Martin Brand est un jeune chef d'entreprise plein d'ambition, une sorte de start-upper pour reprendre un vocable très à la mode, le pur produit d'une école de commerce qui imagine déjà tout le profit qu'il va pouvoir tirer d'un investissement avisé grâce à un "business plan" impeccable et une stratégie commerciale audacieuse.
Bon, dit plus clairement, il est sûr d'avoir trouvé un créneau super original qui va faire un carton en très peu de temps, porté par le buzz, et aussi un parfum de scandale bienvenu... Ainsi a-t-il ouvert rue de Nemours, dans le 11e arrondissement de Paris, le XDoll, le premier établissement d'une nouvelle génération de bordels ouvert en France.

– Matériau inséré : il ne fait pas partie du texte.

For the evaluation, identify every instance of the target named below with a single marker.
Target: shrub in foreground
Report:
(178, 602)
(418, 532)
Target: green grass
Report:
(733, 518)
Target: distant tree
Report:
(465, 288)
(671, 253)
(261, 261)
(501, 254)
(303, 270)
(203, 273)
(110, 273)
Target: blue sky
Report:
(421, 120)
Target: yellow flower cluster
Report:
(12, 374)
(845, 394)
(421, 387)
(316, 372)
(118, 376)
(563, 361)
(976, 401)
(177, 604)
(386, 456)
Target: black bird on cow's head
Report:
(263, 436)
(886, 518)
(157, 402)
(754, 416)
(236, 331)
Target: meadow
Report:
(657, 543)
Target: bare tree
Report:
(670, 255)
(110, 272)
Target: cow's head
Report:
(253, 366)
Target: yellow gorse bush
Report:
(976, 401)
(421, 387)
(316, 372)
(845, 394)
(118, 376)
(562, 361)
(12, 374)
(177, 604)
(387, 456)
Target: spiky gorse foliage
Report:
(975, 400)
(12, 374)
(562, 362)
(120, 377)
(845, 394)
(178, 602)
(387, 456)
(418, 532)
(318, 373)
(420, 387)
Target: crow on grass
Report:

Au XDoll, on ne met pas à la disposition des clients des êtres humains, mais des poupées. Pas les banales poupées gonflables, non, des poupées ayant l'apparence la plus proche possible d'un être humain. Visuellement, mais aussi au toucher, grâce au silicone, une matière bien plus agréable que le vulgaire caoutchouc...

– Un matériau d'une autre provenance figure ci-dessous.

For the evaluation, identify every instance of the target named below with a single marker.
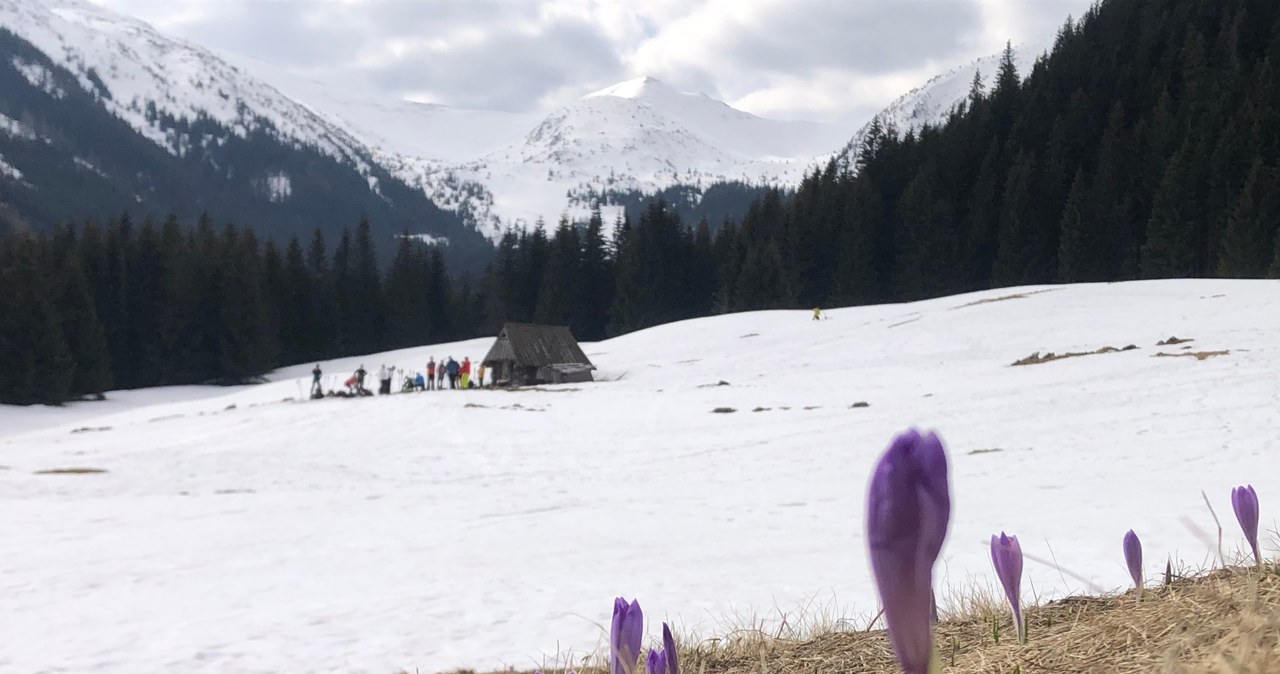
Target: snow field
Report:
(481, 528)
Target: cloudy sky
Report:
(791, 59)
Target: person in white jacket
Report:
(384, 381)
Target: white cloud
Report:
(798, 59)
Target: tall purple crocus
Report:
(908, 510)
(625, 636)
(1244, 500)
(1133, 559)
(1006, 555)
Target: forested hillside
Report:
(128, 306)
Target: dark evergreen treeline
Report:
(1146, 145)
(128, 306)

Mais, si Brand est un hommes d'affaires, il n'est pas un maquereau. Aucune étude de marché, aucune courbe prévisionnelle, aucun savoir théorique ne l'a préparé à devenir tenancier de maison close... Et surtout, à gérer une clientèle sensiblement différente de celles des commerces plus... traditionnels... Tout cela lui met les nerfs à vif...

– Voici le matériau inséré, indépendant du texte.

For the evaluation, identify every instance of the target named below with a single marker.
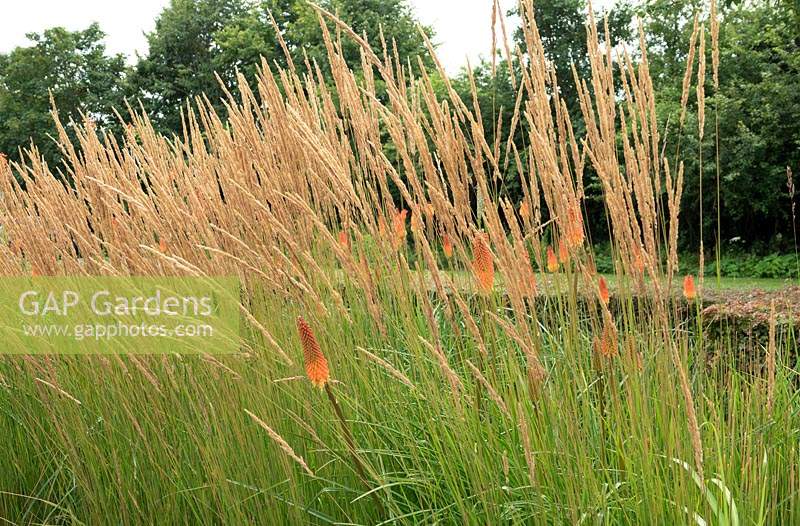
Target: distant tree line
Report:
(756, 108)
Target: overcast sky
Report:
(462, 26)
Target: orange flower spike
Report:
(447, 246)
(315, 362)
(344, 240)
(524, 212)
(689, 290)
(552, 262)
(563, 254)
(605, 296)
(483, 264)
(399, 227)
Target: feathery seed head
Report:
(605, 296)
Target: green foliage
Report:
(750, 266)
(759, 118)
(194, 39)
(73, 69)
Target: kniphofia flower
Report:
(552, 262)
(563, 254)
(399, 229)
(483, 264)
(315, 362)
(524, 212)
(344, 240)
(602, 286)
(447, 246)
(689, 290)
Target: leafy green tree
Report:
(183, 55)
(74, 68)
(759, 120)
(194, 39)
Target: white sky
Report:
(462, 26)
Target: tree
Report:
(194, 39)
(759, 120)
(73, 67)
(183, 55)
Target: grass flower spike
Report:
(483, 264)
(602, 286)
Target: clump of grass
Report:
(535, 397)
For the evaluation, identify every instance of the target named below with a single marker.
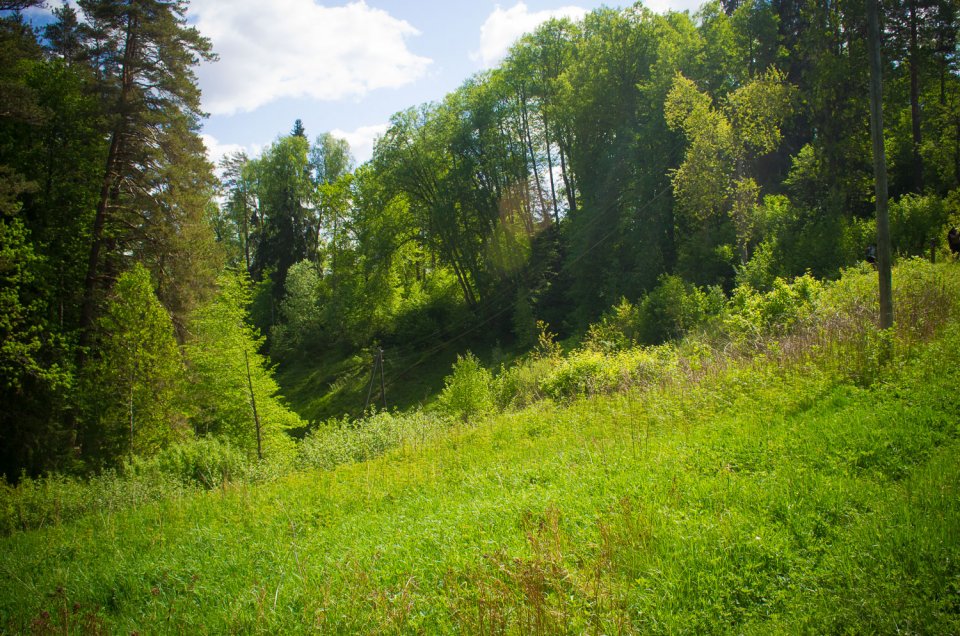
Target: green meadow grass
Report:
(772, 495)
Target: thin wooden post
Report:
(373, 376)
(879, 167)
(253, 404)
(383, 389)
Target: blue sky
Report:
(346, 66)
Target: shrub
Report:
(618, 328)
(589, 372)
(751, 314)
(468, 391)
(208, 462)
(914, 221)
(674, 307)
(521, 385)
(342, 441)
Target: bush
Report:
(618, 328)
(521, 385)
(915, 221)
(342, 441)
(468, 391)
(207, 462)
(751, 314)
(674, 307)
(588, 372)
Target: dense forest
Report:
(630, 164)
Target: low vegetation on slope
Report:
(789, 469)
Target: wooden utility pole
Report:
(879, 166)
(377, 362)
(253, 405)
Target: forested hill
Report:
(628, 176)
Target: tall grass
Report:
(784, 483)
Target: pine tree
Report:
(144, 55)
(133, 388)
(233, 391)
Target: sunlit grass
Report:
(780, 493)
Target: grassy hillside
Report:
(804, 487)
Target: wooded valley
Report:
(644, 238)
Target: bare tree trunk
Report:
(879, 167)
(915, 98)
(253, 405)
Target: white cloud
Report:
(361, 140)
(503, 28)
(296, 48)
(217, 151)
(662, 6)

Cerise sur le gâteau, ce client qui lui a laissé une de ses poupées dans un état ! Un vrai massacre ! C'est un fou furieux, ce mec-là, même s'il vaut mieux qu'il ait fait ça à une sex doll qu'à un être de chair et de sang, mais quand même... Il va lui falloir faire disparaître tout ça, et il ne parle même pas de ce que ça va lui coûter !
En partant, outre une poupée dans un état irrécupérable, le client cinglé a laissé derrière lui ce qui semble être un numéro de téléphone. Lorsque Brand compose le numéro, il tombe sur une femme à qui il ne sait pas quoi dire, jusqu'à ce qu'elle lui apprenne qu'elle est de la police. Affolé, Brand raccroche aussitôt...
La police, il y a un contacte de confiance, à la brigade de répression du proxénétisme, son interlocuteur naturel, en quelque sorte. Un capitaine, Albert Fréguin, un flic à l'ancienne, comme on en fait plus. On le croirait sorti d'un film noir, et peut-être même pas en couleurs, avec le surnom qui va bien : l'Elégant. Et lui, il saura quoi faire.
Ce même vendredi soir, la commissaire Edwige Marion est encore à son bureau. Elle dirige L'Office, ou de son appellation complète, l'Office de répression des violences aux personnes. Les dossiers s'accumulent autour d'elle, difficile de savoir par où commencer. Il va lui falloir se concentrer, et ce n'est pas ce bizarre appel téléphonique qui va l'aider.
Bah, le gêneur lui a élégamment raccroché au nez sans rien lui dire d'intéressant, elle peut donc se replonger dans la paperasse. Mais le téléphone sonne encore, et cette fois, c'est du sérieux. La nouvelle qu'elle redoutait. Doublement. On lui annonce qu'un meurtre a été commis, assorti d'un message adressé à quelqu'un que connaît la commissaire Marion...
C'est en effet le mode opératoire d'un tueur en série qui a déjà frappé plusieurs fois dans Paris, avec un mode opératoire très particulier, qui abandonne ses victimes à des endroits fort évocateurs et qui joue avec les nerfs de la commissaire en lui envoyant des messages par le biais de proches. Et cette fois, c'est quelqu'un de très proche... De trop proche...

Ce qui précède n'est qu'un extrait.